Police at the scene of the mass shooting last month in Buffalo, N.Y. (Kent Nishimura/Los Angeles Times via Getty Images)

The renewed push for gun legislation — which followed the massacre in Buffalo, 21 people killed at a Texas elementary school two weeks later and 10 mass shootings over the weekend — also faces a difficult path in the Senate, where the filibuster sets a 60-vote threshold for action. Republicans have been very resistant to gun-related legislation after past shootings, although the Uvalde massacre has sparked new interest in more limited reforms.

Sen. John Cornyn, R-Texas, the lead negotiator on the issue, said Monday that he wouldn’t support any legislation that banned assault weapons or increased background checks.

“Targeted reforms, I think, is the way to get to where we need to go,” Cornyn said in a speech to the Senate, adding, “We’re not talking about banning a category of weapons across the board, a ban for certain high-capacity magazines or changing the background check system by adding additional disqualifying items.”

“What I’m interested in is keeping guns out of the hands of those who, by current law, are not supposed to have them,” Cornyn continued. “People with mental health problems, people ... who have criminal records. Again, this is about the art of the possible.”

Unless Democrats unite to remove the filibuster, they will need at least 10 Republican votes to pass any gun legislation. (Key Senate Democrats say they oppose changing the filibuster rules.)

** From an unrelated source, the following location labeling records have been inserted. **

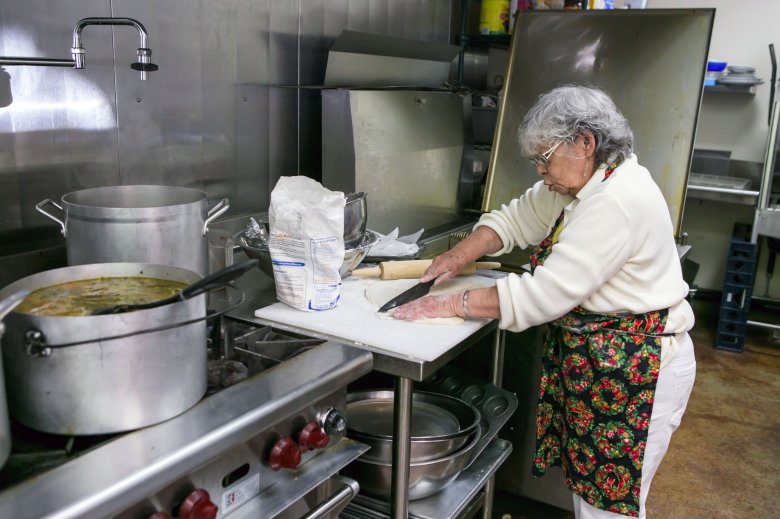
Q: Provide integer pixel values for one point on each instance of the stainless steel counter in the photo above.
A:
(259, 292)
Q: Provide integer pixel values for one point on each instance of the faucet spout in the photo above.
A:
(144, 64)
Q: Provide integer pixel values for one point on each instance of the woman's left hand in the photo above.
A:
(429, 306)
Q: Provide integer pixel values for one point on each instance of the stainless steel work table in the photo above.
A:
(259, 292)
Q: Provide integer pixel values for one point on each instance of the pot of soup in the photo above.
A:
(148, 224)
(69, 372)
(6, 305)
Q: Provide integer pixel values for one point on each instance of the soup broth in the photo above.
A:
(82, 297)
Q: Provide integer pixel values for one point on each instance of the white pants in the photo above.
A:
(672, 390)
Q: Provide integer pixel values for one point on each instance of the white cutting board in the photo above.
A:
(355, 321)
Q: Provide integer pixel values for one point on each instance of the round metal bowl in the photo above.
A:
(352, 257)
(425, 477)
(440, 424)
(355, 217)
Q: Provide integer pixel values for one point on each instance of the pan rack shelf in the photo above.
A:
(731, 89)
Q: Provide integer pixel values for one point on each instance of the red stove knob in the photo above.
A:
(198, 505)
(313, 437)
(285, 454)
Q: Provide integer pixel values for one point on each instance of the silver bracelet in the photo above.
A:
(466, 305)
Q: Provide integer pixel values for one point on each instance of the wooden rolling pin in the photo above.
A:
(413, 269)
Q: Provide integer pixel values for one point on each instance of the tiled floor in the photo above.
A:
(724, 460)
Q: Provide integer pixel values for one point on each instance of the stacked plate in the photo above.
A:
(738, 75)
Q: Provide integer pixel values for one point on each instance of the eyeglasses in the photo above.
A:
(544, 158)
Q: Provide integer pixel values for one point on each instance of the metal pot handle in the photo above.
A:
(49, 201)
(215, 212)
(336, 501)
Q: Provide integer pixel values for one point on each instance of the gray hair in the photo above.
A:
(566, 112)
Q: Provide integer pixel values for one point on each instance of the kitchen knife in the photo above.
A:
(416, 292)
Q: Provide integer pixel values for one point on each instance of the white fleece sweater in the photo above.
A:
(616, 253)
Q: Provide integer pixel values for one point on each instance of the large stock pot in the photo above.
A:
(6, 305)
(147, 224)
(120, 375)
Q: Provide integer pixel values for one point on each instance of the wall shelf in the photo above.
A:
(731, 89)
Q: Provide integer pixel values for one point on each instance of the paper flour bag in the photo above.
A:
(306, 227)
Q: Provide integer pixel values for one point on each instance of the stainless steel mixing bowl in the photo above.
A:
(355, 217)
(441, 424)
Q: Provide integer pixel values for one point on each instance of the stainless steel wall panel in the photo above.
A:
(59, 133)
(212, 117)
(652, 62)
(402, 147)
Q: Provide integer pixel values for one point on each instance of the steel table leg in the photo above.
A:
(402, 433)
(496, 378)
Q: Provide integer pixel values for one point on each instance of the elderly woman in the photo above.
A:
(618, 363)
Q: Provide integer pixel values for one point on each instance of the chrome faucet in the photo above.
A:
(143, 65)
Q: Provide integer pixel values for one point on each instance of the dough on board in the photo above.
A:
(381, 292)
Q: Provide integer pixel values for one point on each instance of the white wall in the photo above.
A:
(741, 35)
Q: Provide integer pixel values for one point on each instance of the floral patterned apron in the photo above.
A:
(599, 373)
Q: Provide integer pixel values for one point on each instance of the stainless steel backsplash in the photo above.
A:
(214, 117)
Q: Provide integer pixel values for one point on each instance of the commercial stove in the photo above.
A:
(266, 441)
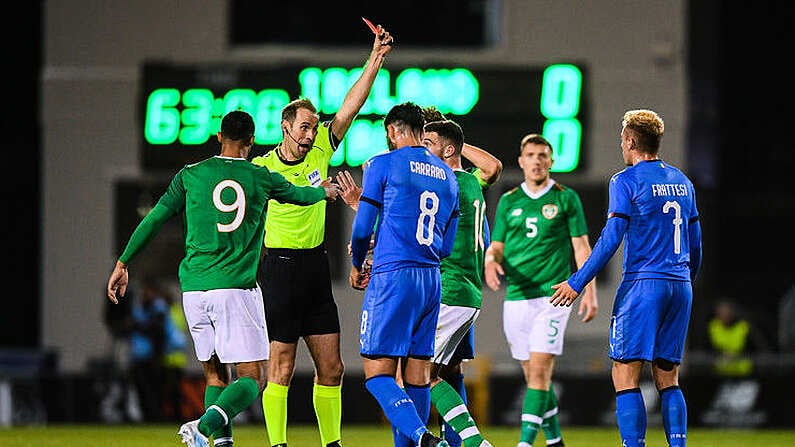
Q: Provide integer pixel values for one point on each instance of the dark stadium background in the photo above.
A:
(740, 147)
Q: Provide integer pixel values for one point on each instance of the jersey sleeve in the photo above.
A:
(609, 240)
(576, 216)
(170, 203)
(369, 208)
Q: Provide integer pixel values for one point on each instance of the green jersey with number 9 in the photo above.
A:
(224, 201)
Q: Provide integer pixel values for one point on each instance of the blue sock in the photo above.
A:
(397, 406)
(421, 395)
(631, 417)
(450, 435)
(674, 413)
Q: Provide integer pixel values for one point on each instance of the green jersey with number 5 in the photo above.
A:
(537, 230)
(224, 201)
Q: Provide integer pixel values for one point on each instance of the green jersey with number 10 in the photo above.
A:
(462, 271)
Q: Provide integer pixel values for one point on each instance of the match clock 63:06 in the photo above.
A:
(182, 106)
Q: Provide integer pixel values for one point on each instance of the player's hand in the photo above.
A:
(349, 190)
(589, 305)
(332, 189)
(118, 282)
(492, 271)
(383, 41)
(359, 278)
(563, 294)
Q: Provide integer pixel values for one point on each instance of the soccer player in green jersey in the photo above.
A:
(536, 225)
(296, 307)
(223, 200)
(462, 288)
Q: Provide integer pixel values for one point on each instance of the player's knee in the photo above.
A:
(665, 365)
(330, 372)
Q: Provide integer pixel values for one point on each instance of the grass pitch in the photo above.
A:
(361, 436)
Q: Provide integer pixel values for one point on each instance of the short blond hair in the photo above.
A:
(648, 126)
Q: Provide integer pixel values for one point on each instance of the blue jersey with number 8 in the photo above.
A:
(417, 199)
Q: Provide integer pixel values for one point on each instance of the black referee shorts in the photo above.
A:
(296, 287)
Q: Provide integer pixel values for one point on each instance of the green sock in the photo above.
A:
(224, 434)
(328, 409)
(274, 405)
(234, 399)
(454, 411)
(535, 401)
(551, 426)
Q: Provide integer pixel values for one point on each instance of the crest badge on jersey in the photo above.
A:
(549, 210)
(314, 178)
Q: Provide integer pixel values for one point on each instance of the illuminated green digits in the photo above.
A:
(161, 124)
(196, 125)
(268, 115)
(560, 104)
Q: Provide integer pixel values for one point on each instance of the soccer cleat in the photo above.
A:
(192, 436)
(429, 440)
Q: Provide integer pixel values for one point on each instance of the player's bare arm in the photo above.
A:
(489, 165)
(118, 280)
(349, 190)
(589, 304)
(357, 95)
(332, 189)
(493, 264)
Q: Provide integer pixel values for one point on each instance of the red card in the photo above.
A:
(373, 28)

After the 2012 Sandy Hook shooting, a bill to expand background checks failed despite receiving 54 votes. Some Democrats believe that this time will be different.

Sen. Chris Murphy
Senator Chris Murphy, D-Conn., speaks during a news conference at the Gun Violence Memorial in Washington, D.C., on Tuesday. (Eric Lee/Bloomberg via Getty Images)

“I get it,” Sen. Chris Murphy, D-Conn., told ABC News in an interview at the end of last month. “Every single time, after one of these mass shootings, there's talks in Washington and they never succeed. But there are more Republicans interested in talking about finding a path forward this time than I have ever seen since Sandy Hook. And while, in the end, I may end up being heartbroken, I am at the table in a more significant way right now with Republicans and Democrats than ever before.

Other Senate veterans are more skeptical. Adam Jentleson, a former aide to Democratic Senate leader Harry Reid, argued on Twitter that Democrats were deluding themselves with optimism.

“A good rule of thumb: In most negotiations, Democrats are so thirsty for that dopamine hit that comes with the first-round stories celebrating ‘bipartisan talks’ that they downplay, in their own minds, the likelihood that they’re being played,” he wrote.